I don’t own an e-reader (surprise) and I don’t plan on getting one, but I suspect many people buy them for the same reason they buy other flashy, cutting-edge gagdets: status.
Right on Mike Andrews. Paying $139 for something that you then have to purchase books to read on is a pretty dumb way to save money. If these folks with e-readers are really trying to save money, and not just trying to look hip, maybe they should go to the library. Free books! It’s crazy!
It’s only a dumb way to save money if you overlook the fact that there are thousands of *current* books that are freely available, let alone classic works. Not to mention the ecological savings.
How many of you who say that e-readers suck because they prefer paper books would be baffled by someone saying The Rumpus sucks because they prefer their culture magazines on paper?
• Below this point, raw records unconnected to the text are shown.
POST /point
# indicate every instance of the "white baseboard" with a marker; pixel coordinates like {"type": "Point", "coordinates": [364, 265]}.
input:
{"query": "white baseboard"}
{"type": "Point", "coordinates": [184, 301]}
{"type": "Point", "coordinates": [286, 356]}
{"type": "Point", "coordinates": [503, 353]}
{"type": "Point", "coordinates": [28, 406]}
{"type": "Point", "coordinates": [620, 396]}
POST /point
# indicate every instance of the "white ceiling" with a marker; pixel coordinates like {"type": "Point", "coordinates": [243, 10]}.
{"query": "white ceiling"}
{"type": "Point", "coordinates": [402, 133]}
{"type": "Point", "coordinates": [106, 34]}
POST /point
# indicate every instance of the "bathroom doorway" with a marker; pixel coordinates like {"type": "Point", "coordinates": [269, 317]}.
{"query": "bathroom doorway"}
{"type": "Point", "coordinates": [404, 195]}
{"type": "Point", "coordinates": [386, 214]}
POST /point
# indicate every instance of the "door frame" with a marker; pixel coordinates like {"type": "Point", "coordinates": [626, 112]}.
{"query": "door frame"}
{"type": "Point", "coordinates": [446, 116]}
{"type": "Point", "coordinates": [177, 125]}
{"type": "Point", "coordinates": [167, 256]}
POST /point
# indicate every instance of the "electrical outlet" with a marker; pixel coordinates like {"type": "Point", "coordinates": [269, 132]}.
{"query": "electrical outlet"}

I bought a recently released book only available in hardcover using the Kindle App on my phone to save money. But that’s because I didn’t really care to own that book. I just wanted to read it once, and I knew it would be forever before I could get it from the library. So I rented it, which is what one really does with an ereader. The reason I would never own a Kindle—and I would never recommend that anyone ever own one—is DRM. If I’m going to pay for something, I want to actually own it, not just be renting it. The only thing it’s smart to rent is an apartment, because then you don’t have to fix things when they break. If they got rid of DRM, I would be totally down with e-books because of what Maud said. But until then, I’m not going to trust Amazon with anything I paid for. (Or maybe if the Amazon people would fix sentences when they’re broken? Make Dan Brown good or something?)
Since when is San Francisco calling the east coast elitist? Especially in regards to technology. Throwing stones, Isaac…
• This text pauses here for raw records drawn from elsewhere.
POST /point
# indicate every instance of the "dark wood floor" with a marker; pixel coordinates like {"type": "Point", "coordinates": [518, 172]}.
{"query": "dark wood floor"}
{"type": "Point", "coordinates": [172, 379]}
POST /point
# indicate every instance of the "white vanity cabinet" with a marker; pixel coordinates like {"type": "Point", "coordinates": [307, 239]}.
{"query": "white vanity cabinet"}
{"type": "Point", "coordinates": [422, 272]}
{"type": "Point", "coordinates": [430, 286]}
Blame the study, not the man.
Isn’t using the library kind of stealing from an author? Or do we still only assign the “greater good” of public knowledge to books, ’cause they make you “sooper smart?” If every library stocks as much Dan Brown as mine does, all we’re really giving the financially disadvantaged is a lesson in overusing adverbs.
Why don’t we make movie theaters free, too, while we’re at it, and make producers ‘suck it up’ when we tell them we need free access to their years of work because it’s benefiting society? twelve bucks for their opening night release at the theater doesn’t give me my own film reel to take home.
This is all making me sound too capitalist.